The EU could and should amend the draft Regulation introducing an extensive definition of “importer”, encompassing, in line with the European Parliament 2015 proposal, not only direct importers of raw materials, but “all companies who first place covered resources, including products that contain those resources, on the Union market”. This would allow for mandatory due diligence checks to be extended to thousands of EU companies importing finished and semi-finished products containing 3TG.

The Regulation is global in scope but its impact may still be limited to certain areas

The Regulation is global in scope (unlike the Dodd-Frank Act), but the Commission, with help from external experts, will draw an indicative, non-exhaustive list of conflict-affected and high-risk areas.

Although intended not to be exhaustive, this list risks being interpreted as such by companies bound by the Regulation. The 2014 draft Regulation targets imports from conflict-affected areas, as well as “areas witnessing weak or non-existent governance and security, such as failed states, and widespread and systematic violations of international law (…)”. Interpreting this definition narrowly, as limited to countries with a clear link between mining and conflict and to failed states associated with widespread or systematic violations of human rights, would leave outside of the Regulation’s scope countries that are not conflict-affected or failed, but in which, nonetheless, due to a “sector-specific” weak governance, documented links exist between grave human rights violations and minerals extraction (e.g. widespread child labour use in hazardous work in Ghana’s gold mining industry).

The material scope is limited to the 3TG.

This choice derives, on the one hand, from the Commission’s aim to complement the Dodd-Frank Act by targeting the same minerals and metals, and, on the other, from the draft Regulation’s reliance on the model supply chain policy contained in the Supplements to the OECD Due Diligence Guidance, which only specifically address the 3TG. This limitation is arguably not the biggest flaw in the draft Regulation – it may actually make implementation more realistic – but the EU should specify (similarly to what the Dodd-Frank Act does) whether and how the definition of conflict minerals leaves the door ajar to future expansion of the material scope.
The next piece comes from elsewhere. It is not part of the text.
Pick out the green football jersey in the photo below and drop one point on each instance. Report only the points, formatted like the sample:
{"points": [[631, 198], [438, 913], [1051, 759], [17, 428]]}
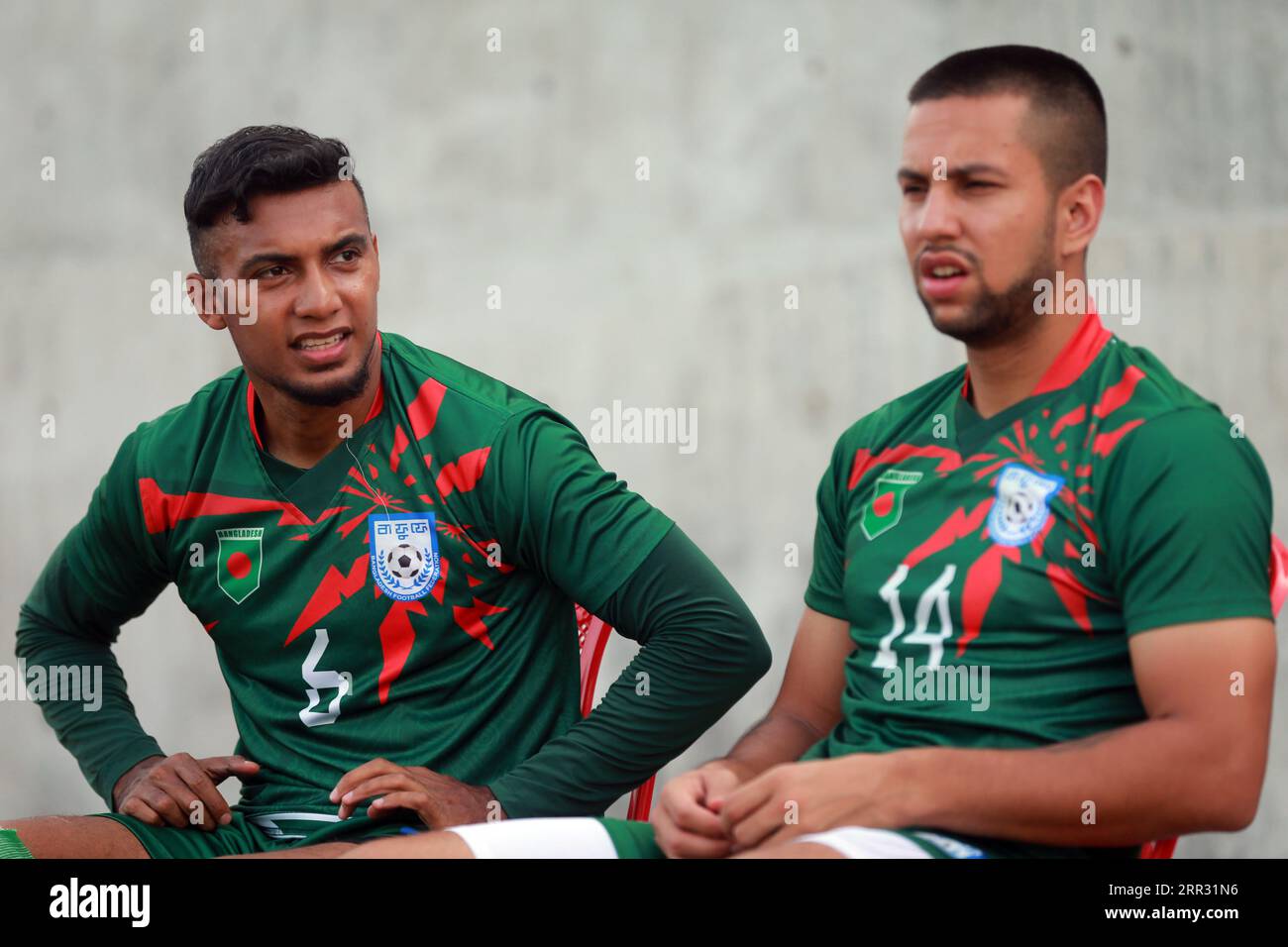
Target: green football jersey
{"points": [[410, 596], [993, 570]]}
Many more minerals linked to conflict dynamics and serious abuses need heightened attention from the international community (e.g. rubies from Burma, lapis lazuli from Afghanistan, diamonds from the Central African Republic).

Interim appraisal: the draft regulation falls short of ensuring companies “respect human rights”

The process of adoption of the final text should begin in the coming months, under the Slovak presidency, and the Regulation will enter into force after a transition period. The Commission declared in the political understanding that “it will consider making additional legislative proposals” targeted at downstream companies, should the adopted instrument fail to sufficiently leverage responsible corporate conduct. The draft EU policy has some positive aspects, including the provision of ex-post checks on importers and some important accompanying measures (e.g. public procurement conditionalities). However, its combination of voluntary and binding measures falls short of being a “smart mix”, as it has a low capacity to trigger virtuous dynamics in the supply chain. The EU, as matters stand, is missing an opportunity to use its market leverage to its full potential. Instead it could have sent out the message, in line with the principles of its external action and its human rights obligations, that the corporate responsibility to respect , the second pillar of the UN Guiding Principles, is not a matter of voluntary initiatives, but of legal compliance for all segments of the supply chain.